La modalità del silenzio-assenso discende dall’art. 1 comma 157 della L. 205/2017 che demanda “alle parti istitutive dei fondi di previdenza complementare la regolamentazione inerente alle modalità di espressione della volontà di adesione agli stessi, anche mediante forme di silenzio-assenso, e la relativa disciplina di recesso del lavoratore.

La legge quindi non prescrive come unica possibilità questa formula, ma rinvia la scelta alle parti istitutive dei fondi pensione, ovvero sempre a Cgil Cisl Uil che, in seguito alla firma del “Patto per l’innovazione del lavoro pubblico”, hanno ottenuto il sostegno del ministro della PA e hanno trasformato quell’“anche” fissato nella legge in un obbligo per i dipendenti pubblici assunti successivamente all’1/1/2019.
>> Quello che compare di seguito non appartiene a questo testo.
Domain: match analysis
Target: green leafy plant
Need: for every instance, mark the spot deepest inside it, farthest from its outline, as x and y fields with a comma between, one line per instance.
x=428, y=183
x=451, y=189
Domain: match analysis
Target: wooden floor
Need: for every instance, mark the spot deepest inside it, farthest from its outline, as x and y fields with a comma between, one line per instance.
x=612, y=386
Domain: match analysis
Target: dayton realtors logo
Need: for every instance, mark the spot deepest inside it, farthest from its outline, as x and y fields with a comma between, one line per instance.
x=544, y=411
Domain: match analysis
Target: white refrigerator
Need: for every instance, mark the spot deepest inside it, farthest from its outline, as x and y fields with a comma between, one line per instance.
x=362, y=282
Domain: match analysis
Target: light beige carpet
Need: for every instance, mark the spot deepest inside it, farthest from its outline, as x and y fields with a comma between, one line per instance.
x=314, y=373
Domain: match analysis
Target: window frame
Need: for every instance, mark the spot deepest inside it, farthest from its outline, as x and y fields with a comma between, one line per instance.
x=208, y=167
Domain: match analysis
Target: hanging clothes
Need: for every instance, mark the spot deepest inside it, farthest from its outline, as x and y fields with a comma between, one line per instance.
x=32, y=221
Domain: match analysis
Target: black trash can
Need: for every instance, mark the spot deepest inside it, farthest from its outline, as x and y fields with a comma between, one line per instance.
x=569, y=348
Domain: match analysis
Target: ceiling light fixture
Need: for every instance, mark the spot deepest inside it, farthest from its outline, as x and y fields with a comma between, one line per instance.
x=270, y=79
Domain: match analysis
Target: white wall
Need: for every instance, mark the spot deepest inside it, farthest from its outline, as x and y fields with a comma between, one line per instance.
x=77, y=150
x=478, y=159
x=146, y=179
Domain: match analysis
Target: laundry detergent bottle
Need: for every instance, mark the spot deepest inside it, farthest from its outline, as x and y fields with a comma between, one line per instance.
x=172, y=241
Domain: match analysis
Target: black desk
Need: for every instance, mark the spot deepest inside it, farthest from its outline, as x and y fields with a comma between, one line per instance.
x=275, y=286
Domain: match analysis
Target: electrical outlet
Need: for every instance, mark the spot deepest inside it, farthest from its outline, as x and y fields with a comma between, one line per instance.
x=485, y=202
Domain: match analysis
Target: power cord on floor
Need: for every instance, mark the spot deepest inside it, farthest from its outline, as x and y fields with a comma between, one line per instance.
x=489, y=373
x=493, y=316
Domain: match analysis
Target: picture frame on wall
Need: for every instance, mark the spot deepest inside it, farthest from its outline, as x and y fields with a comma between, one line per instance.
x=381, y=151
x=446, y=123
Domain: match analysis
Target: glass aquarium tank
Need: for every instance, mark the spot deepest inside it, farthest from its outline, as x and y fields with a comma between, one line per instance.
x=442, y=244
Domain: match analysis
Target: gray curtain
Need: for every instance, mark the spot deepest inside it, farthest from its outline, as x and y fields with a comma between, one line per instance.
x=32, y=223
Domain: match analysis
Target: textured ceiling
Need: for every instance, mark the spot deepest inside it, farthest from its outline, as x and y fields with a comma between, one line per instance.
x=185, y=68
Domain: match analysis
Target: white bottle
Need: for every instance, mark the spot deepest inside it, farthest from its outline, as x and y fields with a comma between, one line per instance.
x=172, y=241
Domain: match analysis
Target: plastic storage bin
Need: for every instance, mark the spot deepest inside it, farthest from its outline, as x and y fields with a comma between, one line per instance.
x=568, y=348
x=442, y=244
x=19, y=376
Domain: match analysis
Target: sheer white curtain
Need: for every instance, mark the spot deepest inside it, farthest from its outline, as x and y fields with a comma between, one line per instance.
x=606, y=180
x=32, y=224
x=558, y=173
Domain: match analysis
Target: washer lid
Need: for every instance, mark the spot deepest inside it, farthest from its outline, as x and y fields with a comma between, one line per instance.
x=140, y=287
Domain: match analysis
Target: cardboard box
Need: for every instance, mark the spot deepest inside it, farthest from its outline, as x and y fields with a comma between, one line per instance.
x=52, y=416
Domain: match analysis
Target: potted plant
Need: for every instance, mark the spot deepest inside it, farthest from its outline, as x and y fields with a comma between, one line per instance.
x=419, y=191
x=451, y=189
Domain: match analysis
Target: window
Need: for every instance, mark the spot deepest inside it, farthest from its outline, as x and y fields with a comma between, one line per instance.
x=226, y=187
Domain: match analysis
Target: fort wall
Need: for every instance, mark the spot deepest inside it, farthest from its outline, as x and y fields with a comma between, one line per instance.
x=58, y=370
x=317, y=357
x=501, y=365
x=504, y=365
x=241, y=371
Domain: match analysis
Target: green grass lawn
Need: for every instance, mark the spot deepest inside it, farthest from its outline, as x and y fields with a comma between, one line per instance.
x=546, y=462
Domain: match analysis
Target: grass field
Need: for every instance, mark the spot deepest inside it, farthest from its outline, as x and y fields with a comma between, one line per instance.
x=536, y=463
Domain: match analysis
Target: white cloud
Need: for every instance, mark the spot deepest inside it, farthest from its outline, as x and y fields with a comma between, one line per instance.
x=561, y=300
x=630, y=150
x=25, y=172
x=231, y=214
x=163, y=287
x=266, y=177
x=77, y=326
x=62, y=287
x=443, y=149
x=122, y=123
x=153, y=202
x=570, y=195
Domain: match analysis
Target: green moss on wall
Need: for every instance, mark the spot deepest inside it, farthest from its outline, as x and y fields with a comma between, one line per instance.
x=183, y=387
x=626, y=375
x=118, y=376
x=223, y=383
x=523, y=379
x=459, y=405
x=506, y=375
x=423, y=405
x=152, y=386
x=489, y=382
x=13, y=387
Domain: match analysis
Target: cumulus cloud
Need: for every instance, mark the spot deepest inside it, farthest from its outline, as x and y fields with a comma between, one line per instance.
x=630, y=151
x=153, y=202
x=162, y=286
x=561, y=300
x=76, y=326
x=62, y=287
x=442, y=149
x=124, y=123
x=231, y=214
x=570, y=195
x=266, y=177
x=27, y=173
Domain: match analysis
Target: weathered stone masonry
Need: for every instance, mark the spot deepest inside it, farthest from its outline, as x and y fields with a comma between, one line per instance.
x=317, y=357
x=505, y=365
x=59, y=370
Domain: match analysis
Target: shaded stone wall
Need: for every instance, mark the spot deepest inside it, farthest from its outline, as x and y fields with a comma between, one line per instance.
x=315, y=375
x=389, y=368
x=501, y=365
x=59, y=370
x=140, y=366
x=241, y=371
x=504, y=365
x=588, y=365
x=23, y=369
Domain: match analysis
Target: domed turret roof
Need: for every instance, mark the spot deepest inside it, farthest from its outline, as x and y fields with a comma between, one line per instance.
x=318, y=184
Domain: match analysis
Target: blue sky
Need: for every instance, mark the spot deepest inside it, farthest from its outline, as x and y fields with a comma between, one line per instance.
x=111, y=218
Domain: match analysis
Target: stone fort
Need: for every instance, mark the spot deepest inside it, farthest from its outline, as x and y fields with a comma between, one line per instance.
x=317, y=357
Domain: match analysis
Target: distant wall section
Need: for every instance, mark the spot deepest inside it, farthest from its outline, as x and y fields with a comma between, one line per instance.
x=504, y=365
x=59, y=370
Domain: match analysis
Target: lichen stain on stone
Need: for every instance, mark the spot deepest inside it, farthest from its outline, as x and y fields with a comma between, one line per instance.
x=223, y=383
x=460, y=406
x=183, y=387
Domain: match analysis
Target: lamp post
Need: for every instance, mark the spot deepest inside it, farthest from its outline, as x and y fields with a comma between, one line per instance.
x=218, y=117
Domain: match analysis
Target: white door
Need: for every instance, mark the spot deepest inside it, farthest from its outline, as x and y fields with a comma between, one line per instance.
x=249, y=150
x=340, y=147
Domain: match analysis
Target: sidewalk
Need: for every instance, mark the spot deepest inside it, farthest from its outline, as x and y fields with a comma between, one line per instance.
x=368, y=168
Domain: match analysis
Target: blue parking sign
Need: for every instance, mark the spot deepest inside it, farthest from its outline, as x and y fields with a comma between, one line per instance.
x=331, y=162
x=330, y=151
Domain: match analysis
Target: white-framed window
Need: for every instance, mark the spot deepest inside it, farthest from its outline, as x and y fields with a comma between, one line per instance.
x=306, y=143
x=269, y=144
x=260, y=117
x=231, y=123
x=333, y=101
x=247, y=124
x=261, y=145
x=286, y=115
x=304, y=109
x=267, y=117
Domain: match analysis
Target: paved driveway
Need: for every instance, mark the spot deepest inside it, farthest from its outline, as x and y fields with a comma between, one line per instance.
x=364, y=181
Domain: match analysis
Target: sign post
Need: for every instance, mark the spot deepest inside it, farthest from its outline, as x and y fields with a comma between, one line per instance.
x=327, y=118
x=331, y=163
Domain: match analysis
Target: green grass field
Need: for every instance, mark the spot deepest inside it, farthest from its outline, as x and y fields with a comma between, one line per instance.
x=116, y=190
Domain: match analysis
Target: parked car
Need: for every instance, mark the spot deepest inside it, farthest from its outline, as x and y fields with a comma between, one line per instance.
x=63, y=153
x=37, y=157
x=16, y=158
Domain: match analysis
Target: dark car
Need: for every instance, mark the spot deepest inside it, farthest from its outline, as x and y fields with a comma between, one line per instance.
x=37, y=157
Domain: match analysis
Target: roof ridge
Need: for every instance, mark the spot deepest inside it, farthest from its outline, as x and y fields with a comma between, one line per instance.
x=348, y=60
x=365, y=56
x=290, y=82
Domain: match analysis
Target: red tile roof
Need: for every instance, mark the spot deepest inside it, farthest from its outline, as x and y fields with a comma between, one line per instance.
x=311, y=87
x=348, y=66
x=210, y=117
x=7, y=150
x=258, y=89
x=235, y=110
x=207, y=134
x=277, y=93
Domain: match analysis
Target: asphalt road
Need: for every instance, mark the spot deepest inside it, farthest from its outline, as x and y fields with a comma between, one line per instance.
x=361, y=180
Non vogliamo entrare nel merito delle scelte del singolo lavoratore o lavoratrice, ma riteniamo che queste non possano essere imposte in modo surrettizio, favorendo interessi che nulla hanno a che vedere con la garanzia di una futura pensione pubblica e dignitosa.

Il sistema pensionistico deve essere pubblico, così come il TFS o TFR dei lavoratori pubblici, che non può essere scippato grazie ad accordi raggiunti durante una cena a casa di un ministro.

Il fallimento della previdenza complementare è sotto gli occhi di tutti ed è necessario combattere per garantire pensioni dignitose a tutti i lavoratori, dichiarando da subito una fortissima opposizione a chi, di fronte al fallimento, non sa fare altro che agire con protervia ed arroganza.